Forward-Looking Statements

This Current Report on Form 8-K may contain "forward-looking statements" within the meaning of the Private Securities Litigation Reform Act of 1995 that involve risks and uncertainty. Such statements are based on management's current expectations and are subject to a number of risks and uncertainties that could cause actual results to differ materially from those described in the forward-looking statements. The Company cautions investors that there can be no assurance that actual results or business conditions will not differ materially from those projected or suggested in such forward-looking statements as a result of various factors. Forward looking statements include, but are not limited to, statements with respect to: the execution of an agreement memorializing the terms of the binding OrthoTec term sheet; and the expected funding under the Facility Agreement in connection with the Litigation Satisfaction or otherwise and related actions thereunder. The important factors that could cause actual operating results to differ significantly from those expressed or implied by such forward-looking statements include, but are not limited to, the risk that funding from Deerfield may not be completed when expected, or at all, including as a result of the Company's failure to meet the conditions required for draws under the Facility Agreement. Please refer to the risks detailed from time to time in the Company's SEC reports, including its Annual Report Form 10-K for the year ended December 31, 2012, filed on March 4, 2013 with the SEC, as well as other filings on Form 10-Q and periodic filings on Form 8-K, for additional factors that could cause actual results to differ materially from those stated or implied by such forward-looking statements. The Company disclaims any intention or obligation to update or revise any forward-looking statements, whether as a result of new information, future events, or otherwise, unless required by law.

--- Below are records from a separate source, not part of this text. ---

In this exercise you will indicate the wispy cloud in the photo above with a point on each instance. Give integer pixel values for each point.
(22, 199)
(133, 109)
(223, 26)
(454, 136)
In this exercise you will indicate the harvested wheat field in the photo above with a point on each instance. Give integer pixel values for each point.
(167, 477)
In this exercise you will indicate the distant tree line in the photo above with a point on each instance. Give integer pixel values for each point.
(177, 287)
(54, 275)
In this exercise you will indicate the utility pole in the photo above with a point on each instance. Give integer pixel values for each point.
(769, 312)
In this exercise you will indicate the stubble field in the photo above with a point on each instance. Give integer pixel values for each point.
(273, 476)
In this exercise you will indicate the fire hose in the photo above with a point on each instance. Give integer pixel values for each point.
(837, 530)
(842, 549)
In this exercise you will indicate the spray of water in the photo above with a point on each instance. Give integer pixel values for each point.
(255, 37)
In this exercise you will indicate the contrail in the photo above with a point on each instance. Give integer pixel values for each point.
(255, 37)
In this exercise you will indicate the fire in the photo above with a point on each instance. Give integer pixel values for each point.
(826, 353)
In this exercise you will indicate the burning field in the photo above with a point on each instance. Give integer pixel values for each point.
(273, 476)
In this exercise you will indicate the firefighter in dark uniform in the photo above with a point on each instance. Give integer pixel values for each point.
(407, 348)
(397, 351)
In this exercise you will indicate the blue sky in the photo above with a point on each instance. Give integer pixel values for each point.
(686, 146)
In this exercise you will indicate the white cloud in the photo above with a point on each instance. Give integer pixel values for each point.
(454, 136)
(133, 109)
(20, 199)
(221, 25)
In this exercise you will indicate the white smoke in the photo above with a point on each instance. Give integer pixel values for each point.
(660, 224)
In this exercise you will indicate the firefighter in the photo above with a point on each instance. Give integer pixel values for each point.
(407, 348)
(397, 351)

Item 9.01 Financial Statements and Exhibits.

(d) Exhibits.

Exhibit No.                                 Description

4.1              Form of Warrant to Purchase Common Stock

4.2              Registration Rights Agreement, dated March 17, 2014, by and among
                 Alphatec Holdings, Inc., Deerfield Private Design Fund II, L.P.,
                 Deerfield Private Design International II, L.P., Deerfield Special
                 Situations Fund, L.P. and Deerfield Special Situations
                 International Master Fund, L.P.

10.1            Facility Agreement, dated March 17, 2014, by and among Alphatec
                 Holdings, Inc., Deerfield Private Design Fund II, L.P., Deerfield
                 Private Design International II, L.P., Deerfield Special
                 Situations Fund, L.P., and Deerfield Special Situations
                 International Master Fund, L.P.

10.2             Guaranty and Security Agreement

10.3            First Amendment to Amended and Restated Credit, Security and
                 Guaranty Agreement, dated March 17, 2014, with MidCap Funding IV,
                 LLC as Administrative Agent and lender and other lenders from time
                 to time a party thereto

Confidential treatment has been requested from the Securities and Exchange Commission as to certain portions of this document.